Now, for $a \in \mathbb{C}$, for convergence you obviously should have $\mathrm{Re} \; a > 0$. Again we can take both roots in the substitution above, but it's most convenient to write
$$a=|a| \exp(\mathrm{i} \varphi),$$
where $\varphi \in (-\pi/2,\pi/2)$ (this is one of many possible choices of the argument for a complex number with positive real part) and then use the square root as
$$\sqrt{a}=\sqrt{|a|} \exp(\mathrm{i} \varphi/2), \quad \sqrt{|a|}>0. \qquad (*)$$
Now consider the Integral $I_{a}$ as an integral in the complex $x$ plane along the real axis. Then again we substitute $x=\sqrt{a} t$ with the meaning of $\sqrt{a}$ given by (*).

The real integration path in the complex $x$ plane then maps to an integration path in the complex $t$ plane, which is a straight line through the origina, running from the lower left quadrant into the upper right (for $\varphi>0$) or from the upper left to the lower right quadrant (for $\varphi<0$). In both cases, you can define a closed path by adding the real axis (run from right to left in both cases) and two vertical parts at infinity. If you integrate $\exp(-t^2)$ along that closed path you get 0 due to Cauchy's integral theorem, and this means that instead to integrate along the straight line in the $t$ plane you can as well integrate along the real axis (in the normal positive sense). Thus we find
$$I_a=\frac{\sqrt{\pi}}{|a|} \exp(-\mathrm{i} \varphi/2),$$
where the angle $\varphi \in (-\pi/2,\pi/2)$.

 

[voko]

(*) selects one the roots arbitrarily. Would that not mean that subsequent derivation inherits the arbitrariness?

 

[vanhees71]

You can of course choose the other root, i.e.,
$$\sqrt{a}=-\sqrt{|a|} \exp(\mathrm{i} \varphi/2), \quad \varphi \in (-\pi/2,\pi/2).$$
Then in substituting
$$t=-\sqrt{|a|} \exp(\mathrm{i} \varphi/2)x$$
the integration paths in the $t$ plane are straight lines through the origin either running from the upper right to the lower left quadrant (for $\varphi>0$) or from the lower right to the upper left quadrant (for $\varphi<0$).

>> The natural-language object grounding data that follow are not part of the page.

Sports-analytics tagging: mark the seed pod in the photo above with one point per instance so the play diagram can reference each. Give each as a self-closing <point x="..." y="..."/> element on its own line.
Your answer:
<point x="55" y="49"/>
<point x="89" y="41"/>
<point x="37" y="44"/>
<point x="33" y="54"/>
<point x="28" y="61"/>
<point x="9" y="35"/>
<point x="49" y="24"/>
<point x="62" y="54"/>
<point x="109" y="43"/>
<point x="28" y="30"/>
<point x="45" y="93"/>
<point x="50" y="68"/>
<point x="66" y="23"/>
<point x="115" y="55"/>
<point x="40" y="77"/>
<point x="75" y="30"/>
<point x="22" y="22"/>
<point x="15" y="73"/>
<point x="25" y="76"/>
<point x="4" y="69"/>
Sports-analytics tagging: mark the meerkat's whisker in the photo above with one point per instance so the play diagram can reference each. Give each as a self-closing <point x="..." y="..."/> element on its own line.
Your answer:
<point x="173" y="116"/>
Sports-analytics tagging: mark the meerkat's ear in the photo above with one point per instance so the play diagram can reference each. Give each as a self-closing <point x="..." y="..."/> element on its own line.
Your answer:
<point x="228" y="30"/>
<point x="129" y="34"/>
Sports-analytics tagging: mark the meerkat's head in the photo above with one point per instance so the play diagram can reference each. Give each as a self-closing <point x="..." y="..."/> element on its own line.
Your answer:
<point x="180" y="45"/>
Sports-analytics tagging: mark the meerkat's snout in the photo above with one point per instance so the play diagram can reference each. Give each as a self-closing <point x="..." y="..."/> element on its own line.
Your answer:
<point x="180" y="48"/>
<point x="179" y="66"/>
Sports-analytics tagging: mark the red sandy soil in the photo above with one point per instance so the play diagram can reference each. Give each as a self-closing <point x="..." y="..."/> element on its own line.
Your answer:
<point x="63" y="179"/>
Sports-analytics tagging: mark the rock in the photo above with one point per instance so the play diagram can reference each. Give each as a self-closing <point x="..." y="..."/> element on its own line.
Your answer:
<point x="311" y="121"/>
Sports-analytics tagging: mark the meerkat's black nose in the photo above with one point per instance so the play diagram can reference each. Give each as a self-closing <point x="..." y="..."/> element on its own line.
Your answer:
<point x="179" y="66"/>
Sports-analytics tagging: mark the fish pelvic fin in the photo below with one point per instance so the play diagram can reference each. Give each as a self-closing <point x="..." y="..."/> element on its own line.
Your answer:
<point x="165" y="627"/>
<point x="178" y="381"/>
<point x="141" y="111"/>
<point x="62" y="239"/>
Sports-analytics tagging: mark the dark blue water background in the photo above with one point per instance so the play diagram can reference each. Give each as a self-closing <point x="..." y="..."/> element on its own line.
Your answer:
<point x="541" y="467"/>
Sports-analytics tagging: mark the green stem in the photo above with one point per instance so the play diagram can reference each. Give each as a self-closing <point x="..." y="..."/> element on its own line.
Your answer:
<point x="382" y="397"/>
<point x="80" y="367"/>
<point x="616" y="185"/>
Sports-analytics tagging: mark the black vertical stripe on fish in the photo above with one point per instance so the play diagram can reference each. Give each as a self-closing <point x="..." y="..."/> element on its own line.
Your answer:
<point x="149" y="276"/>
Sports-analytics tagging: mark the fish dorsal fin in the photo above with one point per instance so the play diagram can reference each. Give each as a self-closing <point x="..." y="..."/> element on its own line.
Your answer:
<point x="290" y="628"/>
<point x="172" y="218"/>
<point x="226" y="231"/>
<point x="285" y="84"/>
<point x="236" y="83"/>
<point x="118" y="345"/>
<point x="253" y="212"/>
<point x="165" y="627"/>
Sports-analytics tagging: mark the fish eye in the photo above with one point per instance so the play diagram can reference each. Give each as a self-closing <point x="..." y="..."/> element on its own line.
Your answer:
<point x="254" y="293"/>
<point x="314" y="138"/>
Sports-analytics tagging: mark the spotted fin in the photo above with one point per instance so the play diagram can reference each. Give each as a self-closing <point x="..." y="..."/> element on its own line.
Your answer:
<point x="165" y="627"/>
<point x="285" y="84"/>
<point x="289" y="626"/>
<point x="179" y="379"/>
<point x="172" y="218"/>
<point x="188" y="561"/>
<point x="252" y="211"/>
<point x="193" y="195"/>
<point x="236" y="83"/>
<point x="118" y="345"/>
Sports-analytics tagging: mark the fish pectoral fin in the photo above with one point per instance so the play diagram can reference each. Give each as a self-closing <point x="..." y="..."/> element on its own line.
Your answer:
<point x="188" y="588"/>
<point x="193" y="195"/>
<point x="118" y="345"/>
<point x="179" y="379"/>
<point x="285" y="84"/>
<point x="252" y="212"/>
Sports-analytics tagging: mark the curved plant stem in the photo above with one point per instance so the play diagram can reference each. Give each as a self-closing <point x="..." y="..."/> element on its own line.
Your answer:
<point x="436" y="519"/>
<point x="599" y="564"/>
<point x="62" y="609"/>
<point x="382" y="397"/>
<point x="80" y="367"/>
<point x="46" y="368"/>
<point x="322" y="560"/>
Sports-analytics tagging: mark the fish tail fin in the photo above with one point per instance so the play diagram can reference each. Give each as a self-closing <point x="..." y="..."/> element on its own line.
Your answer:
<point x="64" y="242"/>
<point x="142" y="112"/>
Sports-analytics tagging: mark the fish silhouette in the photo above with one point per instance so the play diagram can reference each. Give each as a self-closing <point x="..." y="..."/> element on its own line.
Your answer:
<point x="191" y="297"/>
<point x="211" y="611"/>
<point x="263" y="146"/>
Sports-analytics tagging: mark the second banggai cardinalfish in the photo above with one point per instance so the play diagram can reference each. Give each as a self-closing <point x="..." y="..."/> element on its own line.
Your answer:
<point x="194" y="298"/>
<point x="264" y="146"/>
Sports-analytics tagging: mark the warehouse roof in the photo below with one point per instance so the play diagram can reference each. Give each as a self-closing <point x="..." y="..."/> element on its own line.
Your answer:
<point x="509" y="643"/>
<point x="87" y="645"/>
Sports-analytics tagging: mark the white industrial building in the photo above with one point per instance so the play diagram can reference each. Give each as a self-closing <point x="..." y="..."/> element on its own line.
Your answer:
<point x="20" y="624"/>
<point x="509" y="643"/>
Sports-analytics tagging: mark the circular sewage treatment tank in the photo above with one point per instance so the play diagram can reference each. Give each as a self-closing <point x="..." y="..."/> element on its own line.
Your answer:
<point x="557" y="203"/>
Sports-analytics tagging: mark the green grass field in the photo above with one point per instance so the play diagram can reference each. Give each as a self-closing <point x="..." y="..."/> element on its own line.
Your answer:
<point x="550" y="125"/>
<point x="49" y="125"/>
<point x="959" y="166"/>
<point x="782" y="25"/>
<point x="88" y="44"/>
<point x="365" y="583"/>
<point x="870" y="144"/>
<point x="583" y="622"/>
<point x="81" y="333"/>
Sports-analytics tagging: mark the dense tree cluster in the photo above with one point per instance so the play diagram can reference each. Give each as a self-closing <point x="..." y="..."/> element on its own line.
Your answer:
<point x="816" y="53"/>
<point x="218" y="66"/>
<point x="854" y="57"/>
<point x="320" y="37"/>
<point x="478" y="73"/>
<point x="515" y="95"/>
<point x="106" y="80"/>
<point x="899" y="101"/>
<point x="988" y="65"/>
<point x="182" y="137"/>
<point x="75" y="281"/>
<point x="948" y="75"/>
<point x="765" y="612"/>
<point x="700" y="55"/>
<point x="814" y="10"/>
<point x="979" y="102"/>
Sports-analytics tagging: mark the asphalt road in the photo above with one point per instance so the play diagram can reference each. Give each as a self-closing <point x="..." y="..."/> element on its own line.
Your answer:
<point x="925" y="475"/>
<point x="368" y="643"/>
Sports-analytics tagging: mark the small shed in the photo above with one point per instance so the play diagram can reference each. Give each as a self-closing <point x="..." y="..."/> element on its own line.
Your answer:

Then closing the path with the line running along the real axis runs from $-\infty$ to $+\infty$. Thus the different sign in $-1/\sqrt{|a|} \exp(-\mathrm{i} \varphi/2)$ is compensated by the sign of the path along the real axis in the integral along the closed loop, giving 0 due to Cauchy's integral theorem. This shows that the integral is uniquely defined, no matter which root of $a$ you choose in the above substitution.